Another issue is IS which only improves statistically so even with good IS systems like 100L and 70-300L I always take multiple shots because in my experience there are visible differences even with the same settings.

That's part of the reason why I'm now @120k shutter cycles, apart from running focus stacks and bracketing. Also sorting through very similar shots and deciding which is a little better than the other is annoying and time-consuming.

I'm wondering: Am I doing something wrong or different than other people? If you have a 60d or other cameras (what about 6d/5d3), do you trust your af and lenses so much that you  take just one shot even of important scenes?

2068
maybe i wasnt up to it , but i expected to get at least get lucky enough a few times! this time around it was a complete failure on my part!!!!  im very confused!

I'm also rather new to photography, but in this limitied experience I'd say that "semi spray'n pray", i.e. having some clue but also relying on luck, heavily depends on daily form (I hope I got the correct word, I'm not a native speaker).

On some days, I'm just producing crap shots, no matter how many shots I take. This is indeed confusing but I have learned to recognize this and settle back accordingly. I understand this separates an amateur like me from a pro who can take good shots in any situation no matter what.

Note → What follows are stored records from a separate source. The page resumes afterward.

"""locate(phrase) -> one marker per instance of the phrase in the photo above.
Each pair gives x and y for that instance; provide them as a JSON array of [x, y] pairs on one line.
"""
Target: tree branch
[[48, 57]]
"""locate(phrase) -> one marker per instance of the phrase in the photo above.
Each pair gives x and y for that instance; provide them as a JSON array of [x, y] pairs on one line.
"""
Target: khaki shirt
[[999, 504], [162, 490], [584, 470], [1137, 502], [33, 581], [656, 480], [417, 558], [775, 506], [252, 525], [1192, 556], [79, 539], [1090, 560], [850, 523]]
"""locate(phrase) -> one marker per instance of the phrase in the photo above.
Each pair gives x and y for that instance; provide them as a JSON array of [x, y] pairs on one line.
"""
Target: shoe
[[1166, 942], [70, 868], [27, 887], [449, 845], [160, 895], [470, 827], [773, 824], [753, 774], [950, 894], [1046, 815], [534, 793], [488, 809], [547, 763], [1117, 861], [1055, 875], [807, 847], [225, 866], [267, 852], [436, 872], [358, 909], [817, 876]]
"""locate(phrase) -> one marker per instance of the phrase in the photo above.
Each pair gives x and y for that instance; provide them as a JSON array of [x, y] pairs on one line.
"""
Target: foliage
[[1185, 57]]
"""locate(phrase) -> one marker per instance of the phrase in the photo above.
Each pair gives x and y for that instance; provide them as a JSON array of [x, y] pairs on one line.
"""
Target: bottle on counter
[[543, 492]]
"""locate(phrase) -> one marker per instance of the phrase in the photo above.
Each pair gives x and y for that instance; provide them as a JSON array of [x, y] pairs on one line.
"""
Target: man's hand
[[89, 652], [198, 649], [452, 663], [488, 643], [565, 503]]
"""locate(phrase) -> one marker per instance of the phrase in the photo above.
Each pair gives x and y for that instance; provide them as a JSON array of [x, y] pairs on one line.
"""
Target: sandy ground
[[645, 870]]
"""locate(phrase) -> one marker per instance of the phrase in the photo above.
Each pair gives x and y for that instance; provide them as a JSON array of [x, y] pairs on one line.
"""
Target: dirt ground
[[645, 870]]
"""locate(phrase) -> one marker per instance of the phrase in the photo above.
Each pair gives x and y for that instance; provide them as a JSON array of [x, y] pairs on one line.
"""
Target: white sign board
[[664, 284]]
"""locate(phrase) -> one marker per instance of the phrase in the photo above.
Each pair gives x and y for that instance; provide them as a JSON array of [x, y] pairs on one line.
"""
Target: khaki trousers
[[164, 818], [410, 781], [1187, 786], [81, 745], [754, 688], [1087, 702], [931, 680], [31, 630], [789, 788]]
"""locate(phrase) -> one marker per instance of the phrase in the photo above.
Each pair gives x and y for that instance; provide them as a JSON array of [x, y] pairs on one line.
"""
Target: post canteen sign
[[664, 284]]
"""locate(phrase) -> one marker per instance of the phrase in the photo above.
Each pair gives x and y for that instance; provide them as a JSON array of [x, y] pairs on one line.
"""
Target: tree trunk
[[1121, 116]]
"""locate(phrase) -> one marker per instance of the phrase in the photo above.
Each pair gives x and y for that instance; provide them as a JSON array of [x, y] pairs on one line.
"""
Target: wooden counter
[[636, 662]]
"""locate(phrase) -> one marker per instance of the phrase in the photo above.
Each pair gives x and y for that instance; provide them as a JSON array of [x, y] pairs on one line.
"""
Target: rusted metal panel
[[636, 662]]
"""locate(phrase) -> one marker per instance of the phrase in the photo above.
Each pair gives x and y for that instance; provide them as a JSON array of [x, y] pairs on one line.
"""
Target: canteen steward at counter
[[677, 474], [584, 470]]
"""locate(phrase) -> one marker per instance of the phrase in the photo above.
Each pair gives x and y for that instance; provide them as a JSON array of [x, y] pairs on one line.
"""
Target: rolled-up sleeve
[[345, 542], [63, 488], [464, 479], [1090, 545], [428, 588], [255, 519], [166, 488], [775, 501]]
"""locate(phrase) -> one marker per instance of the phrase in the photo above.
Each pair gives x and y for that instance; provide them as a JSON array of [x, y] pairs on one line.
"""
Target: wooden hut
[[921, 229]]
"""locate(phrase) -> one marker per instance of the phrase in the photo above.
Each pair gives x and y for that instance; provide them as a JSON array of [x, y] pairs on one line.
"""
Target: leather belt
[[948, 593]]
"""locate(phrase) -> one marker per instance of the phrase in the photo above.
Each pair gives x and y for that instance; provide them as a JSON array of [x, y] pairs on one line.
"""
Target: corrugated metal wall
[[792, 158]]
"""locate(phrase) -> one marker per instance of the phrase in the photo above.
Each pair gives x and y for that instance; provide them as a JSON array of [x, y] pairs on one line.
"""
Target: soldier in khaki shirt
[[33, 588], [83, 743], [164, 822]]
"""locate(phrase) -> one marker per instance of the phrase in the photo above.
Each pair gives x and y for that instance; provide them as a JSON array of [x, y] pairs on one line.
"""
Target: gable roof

Still, you can learn from it - after calming down look through the shots, try to identify what you can recover in post and what you did wrong while shooting, read up on composition and then do better next time w/o relying on lucky shots :-)

2069
IN CAMERA! It's all about getting it as best as can be in camera. Post………go ahead and rely on post, if you like that sort of thing.

When shooting something like architecture I don't think getting it right in camera is an absolute requirement (fewer shots, while heavily pp'ing thousands of shots of an event is a pita).  You can also use focus stacking to get a large dof while keeping the lens at the sharpest aperture, you're most likely on tripod anyway.

You cannot achieve the same effect that a TS lens can do for you in PP.  Depending on the amount of shift there are cases where you can get somewhat close, but a TS lens is the only real solution.

+1 - though recent software like the new dxo viewpoint gives much better results than bare lr and fixes horizontal/vertical lines, but it cannot reproduce the main advantage of a ts-lens: If doing it in software you're massively loosing resolution if correcting more than just a bit - and you need to shoot with much more space to avoid clipped parts (see sample processed from low-res source).

But in my recent, limited experience when shooting for smaller output resolutions and correcting for some angles software is just fine, even a t/s lens doesn't move your camera so the point of view is often feels a bit unnatural to me.

2070
Depends. If you're subject is changing, focus stacking might not give you the result you want (i.e. grass waving in the wind). Sometimes the only way to get the shot is to increase the DOF.

Correct, I just didn't want to elaborate on focus stacking  but just mention that it isn't only good for macro shots but you can do nice 100% dof landscapes with it, too - in many cases when something is in motion you might get lucky and the software will figure it out and still assemble the shot correctly w/o artifacts.